When non-Christians see how Christians in relationships bounce back from sin and disappointment to love other Christians, it says something about Christianity. When Christians in love forgive each other for sinning against each other, that says something about Christianity. I think it’s sometimes tough on non-Christians that we have all of these moral rules that make us appear exclusive and judgmental – but by distinguishing ourselves in loving others then we can actually balance that out by the way we love.

Obviously, I think it should be paired up with good reasons and evidences, but love does get their attention. Especially romantic, married love that produces a lot of well-behaved children who know the Lord and serve him effectively! And I think that Christians need to think more about viewing opposite-sex Christians as people who need love and who can be loved – as a way of serving God and witnessing to unbelievers. It’s good to serve God by shoring up other Christians who are in tough trying to serve the Lord effectively. And there is no way to shore up a person more than by marrying them and knitting your soul to theirs, your fate to theirs. It’s the ultimate act of unselfishness towards your spouse and towards Christ the Lord, who expects to be served effectively by the marriage.

Consider John 13:31-34:

31When he was gone, Jesus said, “Now is the Son of Man glorified and God is glorified in him. 32If God is glorified in him, God will glorify the Son in himself, and will glorify him at once.
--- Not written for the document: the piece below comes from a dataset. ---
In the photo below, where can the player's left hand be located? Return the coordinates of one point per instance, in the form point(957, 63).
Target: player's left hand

33“My children, I will be with you only a little longer. You will look for me, and just as I told the Jews, so I tell you now: Where I am going, you cannot come.
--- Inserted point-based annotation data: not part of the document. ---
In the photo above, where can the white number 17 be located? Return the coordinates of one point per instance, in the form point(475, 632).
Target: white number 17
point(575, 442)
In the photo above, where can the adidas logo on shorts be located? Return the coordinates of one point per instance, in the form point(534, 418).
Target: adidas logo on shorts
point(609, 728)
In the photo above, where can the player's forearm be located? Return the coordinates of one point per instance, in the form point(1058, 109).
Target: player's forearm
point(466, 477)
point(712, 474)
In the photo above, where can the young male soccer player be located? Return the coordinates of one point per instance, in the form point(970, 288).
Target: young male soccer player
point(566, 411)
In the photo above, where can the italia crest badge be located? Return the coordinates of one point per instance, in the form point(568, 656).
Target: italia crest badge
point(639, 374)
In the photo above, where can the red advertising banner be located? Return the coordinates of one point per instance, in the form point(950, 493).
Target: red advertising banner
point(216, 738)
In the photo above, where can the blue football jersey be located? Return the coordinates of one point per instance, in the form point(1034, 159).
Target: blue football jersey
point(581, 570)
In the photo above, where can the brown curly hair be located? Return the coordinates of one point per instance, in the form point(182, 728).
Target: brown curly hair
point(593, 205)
34“A new command I give you: Love one another. As I have loved you, so you must love one another. 35By this all men will know that you are my disciples, if you love one another.”
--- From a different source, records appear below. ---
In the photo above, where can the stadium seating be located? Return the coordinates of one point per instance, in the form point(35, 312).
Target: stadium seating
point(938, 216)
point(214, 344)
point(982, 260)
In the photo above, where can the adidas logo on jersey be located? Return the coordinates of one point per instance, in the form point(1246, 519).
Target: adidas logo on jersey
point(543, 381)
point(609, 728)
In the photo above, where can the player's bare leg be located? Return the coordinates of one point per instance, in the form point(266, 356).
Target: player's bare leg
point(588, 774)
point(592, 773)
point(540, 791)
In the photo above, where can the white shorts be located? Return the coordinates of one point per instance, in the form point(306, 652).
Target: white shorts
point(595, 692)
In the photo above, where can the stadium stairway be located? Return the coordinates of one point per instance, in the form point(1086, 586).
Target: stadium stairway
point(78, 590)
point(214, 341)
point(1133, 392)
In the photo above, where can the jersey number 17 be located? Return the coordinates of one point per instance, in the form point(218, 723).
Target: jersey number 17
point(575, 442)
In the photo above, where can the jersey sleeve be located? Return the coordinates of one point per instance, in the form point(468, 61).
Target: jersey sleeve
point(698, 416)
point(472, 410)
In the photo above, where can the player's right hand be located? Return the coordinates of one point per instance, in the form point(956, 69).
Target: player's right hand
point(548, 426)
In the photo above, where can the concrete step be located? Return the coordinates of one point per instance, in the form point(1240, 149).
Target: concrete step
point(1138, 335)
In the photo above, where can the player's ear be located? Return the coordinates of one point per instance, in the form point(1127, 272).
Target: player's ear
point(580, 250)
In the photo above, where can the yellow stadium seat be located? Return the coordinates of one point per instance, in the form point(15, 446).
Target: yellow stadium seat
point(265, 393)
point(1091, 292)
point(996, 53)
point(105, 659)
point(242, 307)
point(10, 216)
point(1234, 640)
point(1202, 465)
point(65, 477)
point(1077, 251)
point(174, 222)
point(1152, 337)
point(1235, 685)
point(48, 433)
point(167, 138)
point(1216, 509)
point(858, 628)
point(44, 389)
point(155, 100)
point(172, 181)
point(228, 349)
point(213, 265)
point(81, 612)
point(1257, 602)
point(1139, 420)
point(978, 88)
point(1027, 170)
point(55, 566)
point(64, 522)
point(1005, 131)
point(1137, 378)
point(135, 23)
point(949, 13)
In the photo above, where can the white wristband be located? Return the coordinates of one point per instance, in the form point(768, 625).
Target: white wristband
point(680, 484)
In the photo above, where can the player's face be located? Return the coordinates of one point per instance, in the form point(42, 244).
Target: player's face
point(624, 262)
Christian romantic relationships are not the same as secular romantic relationships. The criteria of attraction are not the same, and the goals are not the same. It’s not about individual fulfillment, it’s about helping another person be more Christlike and helping them to serve Jesus better. It’s about two people fighting on the same battlefield who are less concerned about their own well-being, and more concerned about the life and combat capability of the soldier next to them. We need to put ourselves second and take care of the soldier next to us even when we don’t like them. It’s enough that they they are on the same side as we are. Some people who are not fighting yet may join us when they see the care and concern we have for each other.

The person whom this post is about can own up to his amazing marriage in the comments, if he wants to. Glenn, Neil, Matt, and Richard B. can all mention their super-duper marriages, too. It’s fun for me to hear about – although I remain cautious.